In building a PHG database, moderate- to high-coverage WGS reads are aligned to the reference genome (Figure 1A) and collapsed into common, consensus haplotypes based on sequence divergence (Figure 1B, C). These consensus haplotypes are important for the PHG because they reduce the complexity of the graph, make it possible to associate traits with shared haplotypes, and fill in (impute) missing sequence information, while maintaining unique haplotypes. Once created, consensus haplotypes can be used to predict genotypes for new individuals. Skim sequence data are aligned to consensus haplotypes to find the best path through the graph, and SNP variants from the predicted haplotype path can be written to a VCF file. The result is a set of genome-wide SNP variant calls for each taxon, imputed from skim sequence (Figure 1D). More information on building a PHG can be found at https://bitbucket.org/bucklerlab/practicalhaplotypegraph/wiki/Home.
We built a PHG for a sorghum breeding program using the 24 most-important breeding program founder lines. Using the sorghum PHG we demonstrated that PHG imputation accuracy exceeds that of Beagle for low-coverage skim sequence (Figure 2), and produces genotype calls that are accurate enough for genomic prediction. Prediction accuracies from PHG-imputed SNPs and haplotypes match accuracies of other genotyping technologies (Figure 3).
The PHG paper is in press at The Plant Genome. A previous version of it is on Biorxiv at https://www.biorxiv.org/content/10.1101/775221v2.

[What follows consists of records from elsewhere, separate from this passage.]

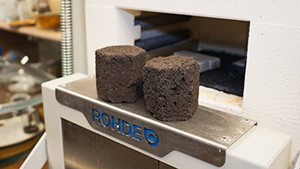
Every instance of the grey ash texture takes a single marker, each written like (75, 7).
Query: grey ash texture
(171, 87)
(119, 73)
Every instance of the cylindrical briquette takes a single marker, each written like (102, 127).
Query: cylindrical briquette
(171, 87)
(119, 73)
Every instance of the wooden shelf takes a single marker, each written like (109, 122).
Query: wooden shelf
(33, 31)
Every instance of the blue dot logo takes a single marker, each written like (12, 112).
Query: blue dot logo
(151, 137)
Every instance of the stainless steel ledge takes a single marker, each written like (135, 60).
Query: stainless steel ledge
(205, 136)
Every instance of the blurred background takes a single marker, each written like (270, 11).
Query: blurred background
(30, 54)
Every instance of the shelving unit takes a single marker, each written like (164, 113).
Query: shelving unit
(34, 31)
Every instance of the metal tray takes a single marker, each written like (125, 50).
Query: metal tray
(205, 136)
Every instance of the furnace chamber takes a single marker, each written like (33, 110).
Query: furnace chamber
(265, 33)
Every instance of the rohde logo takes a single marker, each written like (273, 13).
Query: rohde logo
(128, 129)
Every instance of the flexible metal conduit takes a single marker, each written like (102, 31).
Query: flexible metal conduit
(66, 43)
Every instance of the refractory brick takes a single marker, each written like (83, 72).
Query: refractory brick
(119, 73)
(171, 87)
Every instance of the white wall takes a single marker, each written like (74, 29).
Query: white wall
(272, 85)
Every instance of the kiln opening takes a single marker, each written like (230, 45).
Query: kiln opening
(219, 45)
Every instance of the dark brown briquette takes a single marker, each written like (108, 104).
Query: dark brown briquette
(171, 87)
(119, 73)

Figure 1: PHG database and haplotype creation. (A) WGS data are aligned to a reference genome and loaded into the PHG database. (B) A set of designated reference ranges is chosen and input data are condensed to produce consensus haplotypes at each reference range. Colors are used to indicate sequence similarity across taxa and only a single reference range is shown. In this range, 10 genotypes are condensed into 3 major consensus haplotypes, with minor differences within a consensus haplotype maintained as variant sites. (C) Unique consensus haplotypes are built for each reference range across the genome. Reference ranges are indicated as red regions of the black reference genome bar. (D) Low-coverage sequence data are aligned to the consensus haplotypes and a hidden Markov model links reference ranges across the genome to predict genome-wide haplotypes (black edges reflect HMM edge weights between haplotypes, with the most likely haplotype based on the low coverage sequence data highlighted as a bold, dashed line).

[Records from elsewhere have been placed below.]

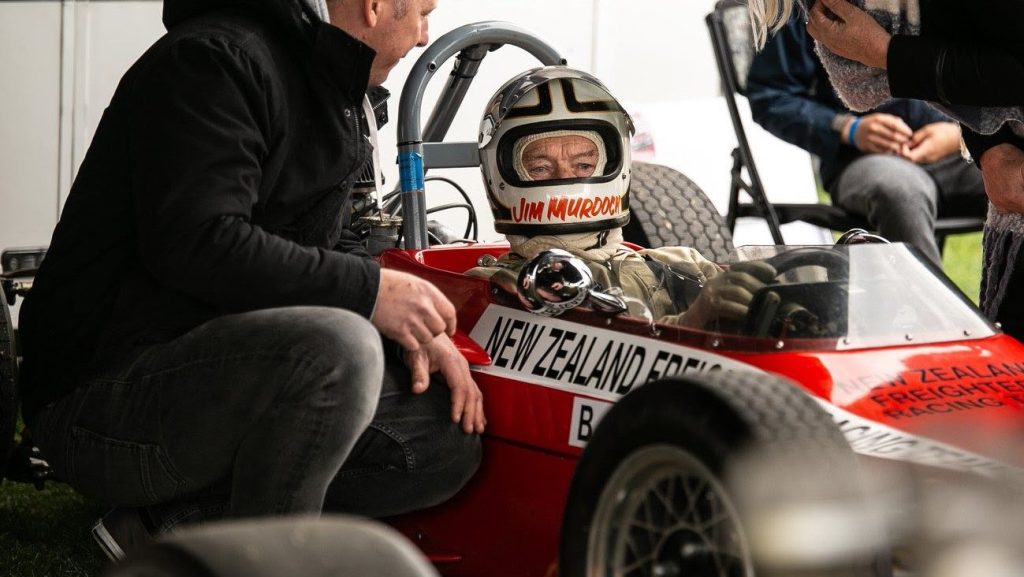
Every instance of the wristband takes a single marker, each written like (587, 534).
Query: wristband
(853, 131)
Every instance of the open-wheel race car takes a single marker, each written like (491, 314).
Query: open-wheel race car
(617, 445)
(622, 446)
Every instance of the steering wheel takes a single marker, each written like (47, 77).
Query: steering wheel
(836, 263)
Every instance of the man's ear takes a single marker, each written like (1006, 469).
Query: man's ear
(372, 11)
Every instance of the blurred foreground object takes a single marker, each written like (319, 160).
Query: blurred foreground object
(305, 546)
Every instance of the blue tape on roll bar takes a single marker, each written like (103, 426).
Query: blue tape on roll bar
(411, 171)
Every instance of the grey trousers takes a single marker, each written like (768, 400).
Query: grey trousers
(270, 412)
(901, 200)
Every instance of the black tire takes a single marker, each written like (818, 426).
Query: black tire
(8, 398)
(669, 445)
(669, 209)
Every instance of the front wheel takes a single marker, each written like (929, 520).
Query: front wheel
(649, 496)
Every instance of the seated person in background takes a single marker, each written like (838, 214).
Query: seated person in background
(898, 165)
(555, 157)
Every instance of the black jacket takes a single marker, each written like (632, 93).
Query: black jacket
(967, 53)
(792, 97)
(213, 184)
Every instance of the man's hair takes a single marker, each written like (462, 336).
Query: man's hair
(400, 6)
(768, 15)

Figure 2: PHG haplotype (A) and SNP (B) error rates compared to GBS data with the 24-taxa founder PHG database (purple) and the 398-taxa diversity PHG database (green) for a random path through the PHG and a range of sequence coverages. Beagle SNP calling accuracy at each coverage level is included in B (blue). Solid red horizontal lines in both plots represent the error rate for a naïve imputation where the algorithm always imputes the major allele for the Chibas taxa. Black horizontal lines in B represent the best-case imputation results: minimum achievable error rate of the PHG (dotted), GBS (dot-dash), and Beagle (dashed).

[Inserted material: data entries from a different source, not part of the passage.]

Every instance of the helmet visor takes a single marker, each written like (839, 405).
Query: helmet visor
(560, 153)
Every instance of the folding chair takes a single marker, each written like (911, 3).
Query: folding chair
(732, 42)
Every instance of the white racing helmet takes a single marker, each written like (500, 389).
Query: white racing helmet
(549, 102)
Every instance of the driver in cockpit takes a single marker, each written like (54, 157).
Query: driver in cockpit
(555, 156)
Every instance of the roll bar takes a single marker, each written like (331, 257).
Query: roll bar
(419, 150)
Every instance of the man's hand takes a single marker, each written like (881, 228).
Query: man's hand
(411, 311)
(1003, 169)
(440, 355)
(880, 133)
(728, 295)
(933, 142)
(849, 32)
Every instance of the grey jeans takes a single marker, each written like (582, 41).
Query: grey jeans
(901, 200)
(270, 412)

Figure 3: 5-fold cross validation prediction accuracies for the Chibas training population (n=207, 10 iterations) are the same when using A) GBS, PHG SNPs with 0.1x and 0.01x sequence coverage, or PHG haplotypes. B) Prediction accuracies do not change when using rhAmpSeq markers alone or using rhAmpSeq markers with additional markers from the PHG, regardless of how many rhAmpSeq markers are included.